Fish and Wildlife Service Designates Bull Trout Habitat
SPOKANE, Wash. The U.S. Fish and Wildlife Service on Friday said it will designate more than 100,000 acres of lakes and reservoirs in Oregon, Washington, Idaho and Montana as critical habitat for the threatened bull trout.
Environmental groups who pushed for more habitat for the fish said they were disappointed by the final totals, blaming pressure from the Bush administration on the agency.
"They eliminated 82 percent of what they originally proposed for critical habitat," said Arlene Montgomery of Friends of the Wild Swan, based in Swan Lake, Mont., which sued the government on behalf of the bull trout.
The Fish and Wildlife Service said vast areas of the Pacific Northwest are already protected in other ways.
"We found there are many areas that already have conservation efforts in place and do not need to be designated," said Dave Allen, director of the service's Pacific Region.
Some 3,780 miles of streams and 110,364 acres of lakes and reservoirs were designated critical habitat for the threatened fish.
Critical habitat designations require managers of federal lands to consult with wildlife biologists on projects such as timber sales or livestock grazing plans that could harm protected species.
In 2002, federal biologists proposed as critical habitat more than 18,000 miles of rivers and streams and 530,000 acres of lakes and reservoirs in the four states.

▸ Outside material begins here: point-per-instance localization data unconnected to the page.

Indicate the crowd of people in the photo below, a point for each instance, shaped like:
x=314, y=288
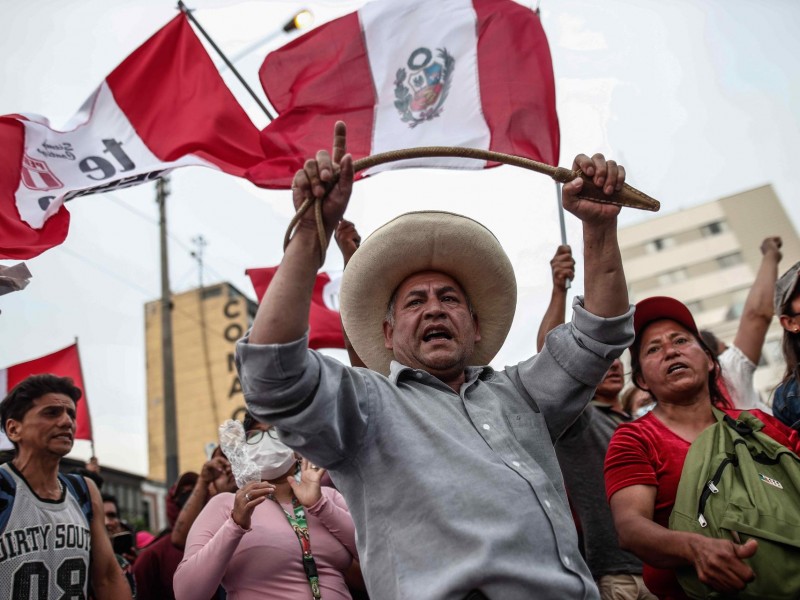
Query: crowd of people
x=418, y=471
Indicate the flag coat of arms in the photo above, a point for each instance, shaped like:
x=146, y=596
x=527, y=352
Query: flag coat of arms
x=324, y=321
x=469, y=73
x=165, y=106
x=64, y=363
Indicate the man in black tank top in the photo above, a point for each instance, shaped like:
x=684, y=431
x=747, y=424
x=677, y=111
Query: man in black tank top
x=53, y=541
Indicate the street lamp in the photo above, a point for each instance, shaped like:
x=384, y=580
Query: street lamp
x=301, y=20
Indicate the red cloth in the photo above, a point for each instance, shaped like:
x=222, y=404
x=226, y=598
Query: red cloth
x=647, y=452
x=330, y=74
x=166, y=102
x=324, y=321
x=63, y=363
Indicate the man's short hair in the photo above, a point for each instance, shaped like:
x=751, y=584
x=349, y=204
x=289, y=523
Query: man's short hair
x=20, y=400
x=113, y=499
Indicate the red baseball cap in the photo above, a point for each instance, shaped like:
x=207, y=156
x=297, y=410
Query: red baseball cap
x=662, y=307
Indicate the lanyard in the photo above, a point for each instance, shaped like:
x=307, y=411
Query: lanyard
x=300, y=528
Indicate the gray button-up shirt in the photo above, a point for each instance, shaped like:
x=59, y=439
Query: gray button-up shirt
x=449, y=492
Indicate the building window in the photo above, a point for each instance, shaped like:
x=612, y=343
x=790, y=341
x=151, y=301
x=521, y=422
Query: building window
x=714, y=228
x=659, y=244
x=730, y=260
x=672, y=277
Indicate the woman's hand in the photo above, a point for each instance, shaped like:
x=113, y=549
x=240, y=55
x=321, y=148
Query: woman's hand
x=246, y=501
x=308, y=491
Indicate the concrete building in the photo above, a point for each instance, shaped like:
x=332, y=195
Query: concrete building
x=206, y=322
x=707, y=257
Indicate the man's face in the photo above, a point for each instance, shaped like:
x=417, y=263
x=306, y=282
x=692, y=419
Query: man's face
x=675, y=366
x=433, y=328
x=612, y=383
x=48, y=426
x=112, y=518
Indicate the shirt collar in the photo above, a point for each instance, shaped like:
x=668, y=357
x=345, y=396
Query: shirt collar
x=398, y=371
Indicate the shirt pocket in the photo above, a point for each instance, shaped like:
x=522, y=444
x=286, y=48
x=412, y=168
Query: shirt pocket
x=528, y=428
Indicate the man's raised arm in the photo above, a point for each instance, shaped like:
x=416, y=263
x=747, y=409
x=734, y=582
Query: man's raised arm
x=606, y=293
x=282, y=316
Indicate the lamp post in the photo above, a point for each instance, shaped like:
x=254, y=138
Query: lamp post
x=302, y=19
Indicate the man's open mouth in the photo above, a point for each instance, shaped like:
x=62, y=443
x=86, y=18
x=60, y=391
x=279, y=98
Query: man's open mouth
x=436, y=334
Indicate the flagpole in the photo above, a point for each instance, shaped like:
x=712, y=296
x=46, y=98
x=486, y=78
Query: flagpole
x=167, y=359
x=183, y=8
x=83, y=379
x=567, y=282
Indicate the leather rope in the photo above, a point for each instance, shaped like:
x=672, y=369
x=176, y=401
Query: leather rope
x=628, y=196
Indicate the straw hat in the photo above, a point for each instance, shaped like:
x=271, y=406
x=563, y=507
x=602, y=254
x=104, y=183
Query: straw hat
x=427, y=241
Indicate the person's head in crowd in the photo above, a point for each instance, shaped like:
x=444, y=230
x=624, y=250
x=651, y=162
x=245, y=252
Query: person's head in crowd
x=716, y=345
x=636, y=402
x=224, y=481
x=25, y=396
x=662, y=320
x=93, y=475
x=111, y=512
x=178, y=494
x=144, y=539
x=787, y=307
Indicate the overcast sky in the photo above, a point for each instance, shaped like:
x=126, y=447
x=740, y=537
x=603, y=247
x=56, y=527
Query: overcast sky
x=698, y=99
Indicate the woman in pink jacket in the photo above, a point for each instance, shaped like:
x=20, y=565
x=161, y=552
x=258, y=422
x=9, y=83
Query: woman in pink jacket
x=273, y=539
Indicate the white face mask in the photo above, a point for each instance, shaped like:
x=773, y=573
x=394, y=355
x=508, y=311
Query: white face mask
x=273, y=457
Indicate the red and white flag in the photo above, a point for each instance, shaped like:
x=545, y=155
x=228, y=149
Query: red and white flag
x=64, y=363
x=324, y=321
x=165, y=106
x=470, y=73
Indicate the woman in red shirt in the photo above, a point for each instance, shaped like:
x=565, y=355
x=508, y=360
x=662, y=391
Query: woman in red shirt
x=645, y=457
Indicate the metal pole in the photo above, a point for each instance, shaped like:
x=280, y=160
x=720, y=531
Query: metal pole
x=85, y=395
x=167, y=359
x=229, y=64
x=568, y=283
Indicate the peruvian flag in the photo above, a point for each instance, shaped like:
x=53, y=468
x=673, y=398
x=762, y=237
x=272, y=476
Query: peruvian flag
x=165, y=106
x=470, y=73
x=64, y=363
x=325, y=324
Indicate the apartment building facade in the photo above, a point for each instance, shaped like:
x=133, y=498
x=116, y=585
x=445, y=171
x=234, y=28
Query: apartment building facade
x=707, y=256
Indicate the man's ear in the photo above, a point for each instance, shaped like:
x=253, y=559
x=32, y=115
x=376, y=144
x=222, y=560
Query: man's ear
x=388, y=332
x=477, y=328
x=13, y=430
x=639, y=382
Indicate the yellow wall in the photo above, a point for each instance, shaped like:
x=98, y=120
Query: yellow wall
x=205, y=326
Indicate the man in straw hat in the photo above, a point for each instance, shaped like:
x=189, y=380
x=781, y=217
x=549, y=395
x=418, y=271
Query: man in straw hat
x=447, y=465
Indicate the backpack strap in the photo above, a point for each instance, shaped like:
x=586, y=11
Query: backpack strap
x=8, y=489
x=77, y=486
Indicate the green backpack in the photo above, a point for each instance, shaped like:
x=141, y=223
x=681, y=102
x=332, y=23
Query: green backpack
x=738, y=483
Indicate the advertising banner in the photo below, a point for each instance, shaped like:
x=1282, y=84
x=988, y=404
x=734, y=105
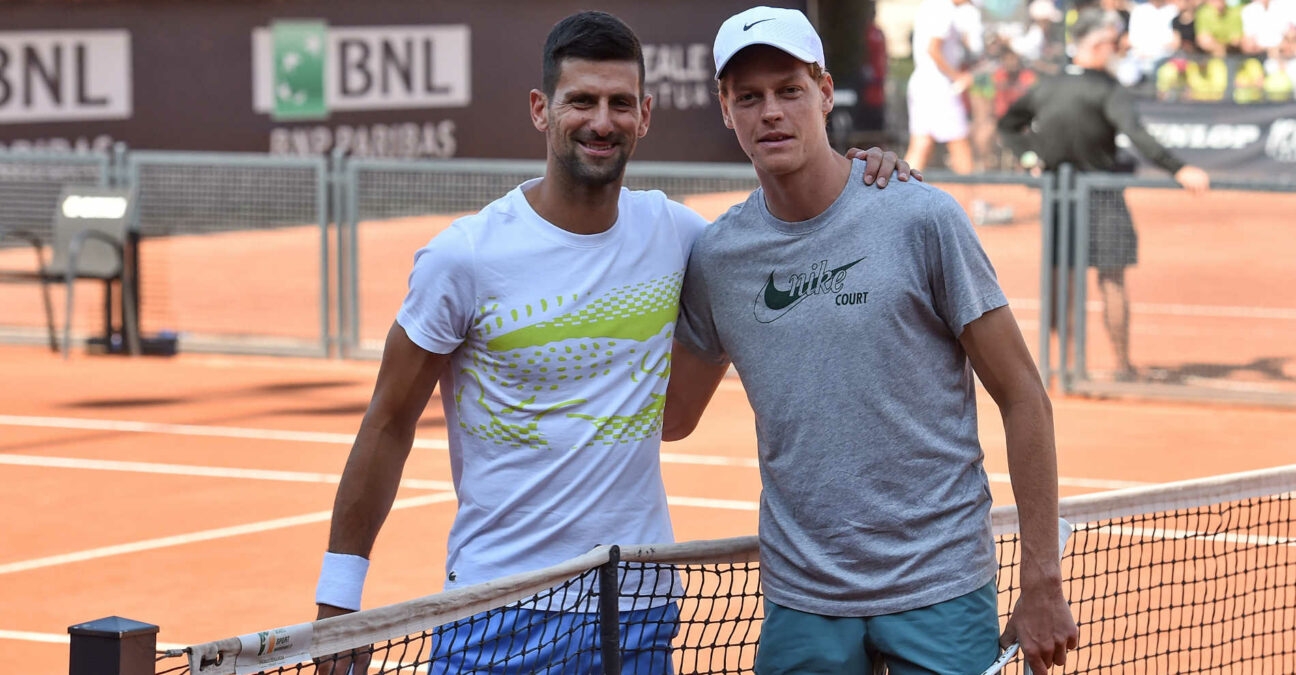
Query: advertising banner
x=382, y=78
x=1253, y=139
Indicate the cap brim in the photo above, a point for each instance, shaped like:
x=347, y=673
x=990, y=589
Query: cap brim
x=796, y=53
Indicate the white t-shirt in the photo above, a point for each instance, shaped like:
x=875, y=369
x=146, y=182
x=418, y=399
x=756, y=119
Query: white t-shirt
x=937, y=20
x=554, y=395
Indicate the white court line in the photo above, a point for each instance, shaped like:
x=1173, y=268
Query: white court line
x=53, y=638
x=211, y=472
x=430, y=443
x=196, y=430
x=1222, y=311
x=206, y=535
x=731, y=504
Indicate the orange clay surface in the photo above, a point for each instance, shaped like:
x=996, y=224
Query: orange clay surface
x=193, y=491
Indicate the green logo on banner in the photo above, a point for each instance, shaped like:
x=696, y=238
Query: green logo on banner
x=301, y=48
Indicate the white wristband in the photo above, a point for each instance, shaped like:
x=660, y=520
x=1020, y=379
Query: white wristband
x=341, y=581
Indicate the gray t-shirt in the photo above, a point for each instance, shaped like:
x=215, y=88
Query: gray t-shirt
x=844, y=329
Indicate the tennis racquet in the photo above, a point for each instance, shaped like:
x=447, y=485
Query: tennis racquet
x=1011, y=652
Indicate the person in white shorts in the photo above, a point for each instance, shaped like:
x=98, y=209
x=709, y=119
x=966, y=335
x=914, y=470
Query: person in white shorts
x=936, y=108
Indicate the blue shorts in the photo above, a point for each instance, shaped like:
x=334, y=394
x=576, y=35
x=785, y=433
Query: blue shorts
x=953, y=638
x=552, y=643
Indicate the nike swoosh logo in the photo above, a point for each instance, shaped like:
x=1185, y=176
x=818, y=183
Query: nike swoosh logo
x=773, y=302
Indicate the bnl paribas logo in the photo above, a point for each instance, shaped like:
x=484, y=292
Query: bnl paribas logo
x=309, y=69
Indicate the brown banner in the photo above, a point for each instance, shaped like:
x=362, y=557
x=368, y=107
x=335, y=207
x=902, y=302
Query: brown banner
x=382, y=78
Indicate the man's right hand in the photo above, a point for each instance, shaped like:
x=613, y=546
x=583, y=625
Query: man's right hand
x=350, y=663
x=1192, y=179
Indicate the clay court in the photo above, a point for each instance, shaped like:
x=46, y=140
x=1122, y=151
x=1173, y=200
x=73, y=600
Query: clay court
x=195, y=491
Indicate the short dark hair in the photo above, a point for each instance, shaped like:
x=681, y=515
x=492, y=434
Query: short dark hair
x=591, y=35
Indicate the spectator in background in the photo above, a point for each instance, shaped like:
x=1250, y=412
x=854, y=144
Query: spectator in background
x=1218, y=27
x=872, y=73
x=1011, y=80
x=1264, y=25
x=1186, y=26
x=1152, y=39
x=936, y=109
x=1033, y=43
x=1073, y=118
x=1287, y=58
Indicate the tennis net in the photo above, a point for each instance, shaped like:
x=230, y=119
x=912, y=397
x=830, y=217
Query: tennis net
x=1192, y=577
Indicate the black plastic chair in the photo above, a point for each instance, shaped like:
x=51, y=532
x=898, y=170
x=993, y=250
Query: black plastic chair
x=86, y=246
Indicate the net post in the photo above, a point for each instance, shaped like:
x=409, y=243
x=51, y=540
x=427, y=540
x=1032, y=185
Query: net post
x=112, y=645
x=609, y=612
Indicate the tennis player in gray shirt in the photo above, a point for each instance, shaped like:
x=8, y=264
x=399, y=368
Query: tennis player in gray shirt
x=857, y=320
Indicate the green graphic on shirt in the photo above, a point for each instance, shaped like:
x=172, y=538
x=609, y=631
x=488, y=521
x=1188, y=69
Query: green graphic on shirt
x=630, y=312
x=601, y=338
x=616, y=428
x=498, y=430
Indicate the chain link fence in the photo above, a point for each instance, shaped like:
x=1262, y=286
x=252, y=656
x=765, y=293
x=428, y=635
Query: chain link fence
x=248, y=253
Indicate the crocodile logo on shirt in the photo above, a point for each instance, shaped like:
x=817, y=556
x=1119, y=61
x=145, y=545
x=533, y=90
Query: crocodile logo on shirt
x=773, y=302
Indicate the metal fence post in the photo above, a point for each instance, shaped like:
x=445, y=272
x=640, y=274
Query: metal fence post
x=1049, y=201
x=1062, y=255
x=1084, y=201
x=113, y=645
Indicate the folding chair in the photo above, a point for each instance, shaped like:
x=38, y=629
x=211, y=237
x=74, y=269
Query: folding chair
x=86, y=245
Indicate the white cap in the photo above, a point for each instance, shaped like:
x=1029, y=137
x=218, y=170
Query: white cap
x=784, y=29
x=1043, y=11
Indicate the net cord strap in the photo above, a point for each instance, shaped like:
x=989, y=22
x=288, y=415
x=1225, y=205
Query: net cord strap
x=362, y=629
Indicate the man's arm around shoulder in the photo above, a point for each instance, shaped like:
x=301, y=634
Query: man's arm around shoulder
x=1042, y=619
x=692, y=384
x=406, y=380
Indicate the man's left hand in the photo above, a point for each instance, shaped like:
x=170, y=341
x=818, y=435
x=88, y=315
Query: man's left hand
x=880, y=165
x=1043, y=626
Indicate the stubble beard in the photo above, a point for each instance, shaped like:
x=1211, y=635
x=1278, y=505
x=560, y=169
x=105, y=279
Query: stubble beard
x=589, y=172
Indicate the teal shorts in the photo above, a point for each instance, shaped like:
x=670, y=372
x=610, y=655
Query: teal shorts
x=958, y=636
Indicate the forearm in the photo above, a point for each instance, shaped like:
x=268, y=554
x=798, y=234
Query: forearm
x=1033, y=470
x=368, y=487
x=692, y=384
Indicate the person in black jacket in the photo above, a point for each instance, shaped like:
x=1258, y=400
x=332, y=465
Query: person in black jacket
x=1075, y=118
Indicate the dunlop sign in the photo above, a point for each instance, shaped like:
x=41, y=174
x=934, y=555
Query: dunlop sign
x=64, y=75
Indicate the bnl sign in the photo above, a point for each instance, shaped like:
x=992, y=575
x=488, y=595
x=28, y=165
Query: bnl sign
x=64, y=75
x=307, y=69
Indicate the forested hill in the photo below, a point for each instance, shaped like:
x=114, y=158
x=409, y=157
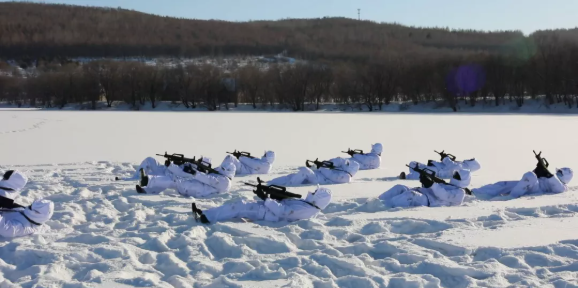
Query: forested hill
x=34, y=30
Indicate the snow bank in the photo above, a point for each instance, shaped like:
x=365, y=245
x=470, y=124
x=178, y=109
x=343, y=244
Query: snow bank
x=103, y=234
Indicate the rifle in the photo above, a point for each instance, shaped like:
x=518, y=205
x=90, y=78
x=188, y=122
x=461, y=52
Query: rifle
x=320, y=164
x=201, y=167
x=271, y=191
x=444, y=155
x=541, y=161
x=434, y=178
x=353, y=152
x=238, y=154
x=177, y=159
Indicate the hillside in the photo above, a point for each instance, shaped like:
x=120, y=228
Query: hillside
x=31, y=29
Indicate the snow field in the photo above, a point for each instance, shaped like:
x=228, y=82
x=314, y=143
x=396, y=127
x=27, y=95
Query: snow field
x=103, y=234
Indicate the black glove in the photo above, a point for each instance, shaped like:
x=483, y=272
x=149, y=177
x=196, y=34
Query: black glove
x=189, y=169
x=542, y=172
x=425, y=181
x=8, y=203
x=260, y=193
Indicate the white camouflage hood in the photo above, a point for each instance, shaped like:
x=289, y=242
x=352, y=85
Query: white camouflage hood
x=565, y=175
x=228, y=169
x=377, y=148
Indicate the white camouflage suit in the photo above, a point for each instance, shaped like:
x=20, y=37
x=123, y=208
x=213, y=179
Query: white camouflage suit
x=435, y=196
x=198, y=185
x=529, y=184
x=20, y=222
x=247, y=165
x=272, y=210
x=343, y=172
x=371, y=160
x=444, y=169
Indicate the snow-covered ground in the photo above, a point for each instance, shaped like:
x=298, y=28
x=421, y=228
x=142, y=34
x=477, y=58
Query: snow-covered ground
x=105, y=235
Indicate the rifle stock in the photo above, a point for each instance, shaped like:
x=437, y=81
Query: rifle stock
x=273, y=191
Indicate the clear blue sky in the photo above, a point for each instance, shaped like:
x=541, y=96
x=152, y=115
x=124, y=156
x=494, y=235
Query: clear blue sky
x=525, y=15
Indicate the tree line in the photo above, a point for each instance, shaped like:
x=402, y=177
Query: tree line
x=345, y=61
x=33, y=30
x=545, y=64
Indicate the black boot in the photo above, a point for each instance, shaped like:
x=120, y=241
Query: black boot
x=198, y=213
x=140, y=190
x=144, y=179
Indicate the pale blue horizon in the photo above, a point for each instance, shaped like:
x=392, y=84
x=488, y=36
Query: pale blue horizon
x=490, y=15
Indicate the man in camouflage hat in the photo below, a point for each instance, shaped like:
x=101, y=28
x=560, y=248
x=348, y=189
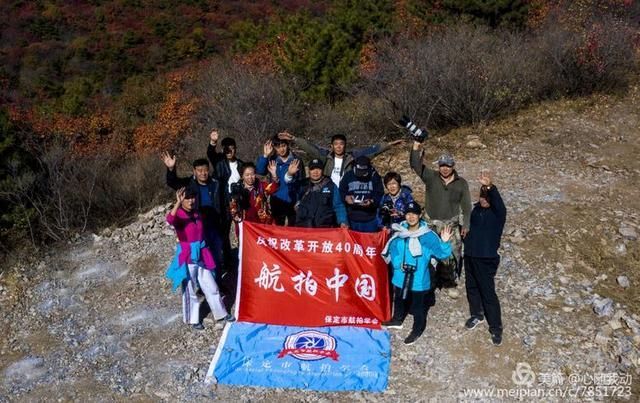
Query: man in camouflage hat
x=447, y=202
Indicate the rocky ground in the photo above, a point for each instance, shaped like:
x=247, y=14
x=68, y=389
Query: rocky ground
x=95, y=320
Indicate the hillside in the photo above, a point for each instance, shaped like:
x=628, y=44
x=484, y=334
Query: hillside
x=96, y=320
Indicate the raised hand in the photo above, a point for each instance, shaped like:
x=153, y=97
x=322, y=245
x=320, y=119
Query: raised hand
x=446, y=233
x=485, y=178
x=272, y=168
x=294, y=167
x=180, y=195
x=285, y=135
x=267, y=149
x=213, y=136
x=169, y=160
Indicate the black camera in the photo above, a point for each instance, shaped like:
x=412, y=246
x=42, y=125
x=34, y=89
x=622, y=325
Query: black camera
x=385, y=212
x=416, y=133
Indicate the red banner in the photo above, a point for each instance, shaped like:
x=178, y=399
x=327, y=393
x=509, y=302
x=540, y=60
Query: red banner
x=312, y=277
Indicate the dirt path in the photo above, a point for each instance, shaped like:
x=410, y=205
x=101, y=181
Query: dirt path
x=96, y=321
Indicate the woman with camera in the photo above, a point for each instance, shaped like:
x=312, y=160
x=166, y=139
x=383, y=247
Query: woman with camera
x=250, y=197
x=409, y=251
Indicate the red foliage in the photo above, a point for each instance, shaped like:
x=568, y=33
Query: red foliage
x=173, y=118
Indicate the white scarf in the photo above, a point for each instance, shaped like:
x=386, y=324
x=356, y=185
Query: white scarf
x=414, y=243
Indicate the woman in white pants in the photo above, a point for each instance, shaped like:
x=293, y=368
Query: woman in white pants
x=193, y=263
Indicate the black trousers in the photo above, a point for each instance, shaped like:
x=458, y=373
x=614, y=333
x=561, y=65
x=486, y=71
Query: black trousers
x=417, y=304
x=480, y=276
x=283, y=212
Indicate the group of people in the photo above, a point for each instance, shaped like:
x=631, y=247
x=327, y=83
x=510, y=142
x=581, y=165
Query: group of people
x=342, y=189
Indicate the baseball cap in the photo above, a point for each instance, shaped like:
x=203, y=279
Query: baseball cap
x=414, y=207
x=362, y=166
x=316, y=163
x=446, y=159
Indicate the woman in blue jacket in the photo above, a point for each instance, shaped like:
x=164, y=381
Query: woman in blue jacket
x=410, y=250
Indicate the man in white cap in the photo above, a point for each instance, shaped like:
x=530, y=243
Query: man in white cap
x=447, y=202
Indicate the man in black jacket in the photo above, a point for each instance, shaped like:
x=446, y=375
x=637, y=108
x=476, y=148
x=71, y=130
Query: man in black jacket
x=481, y=258
x=362, y=189
x=319, y=202
x=209, y=204
x=226, y=169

Areas where the species has not been documented for the past 20 years were excluded from the final designated habitat. Also excluded were all reservoirs behind dams whose primary purpose is energy production, flood control or water for human consumption.
The Fish and Wildlife Service is also conducting a review of the bull trout to determine whether a change in its listing status is warranted. That review is expected to be finished soon. Work on a recovery plan for bull trout is on hold until the review is completed.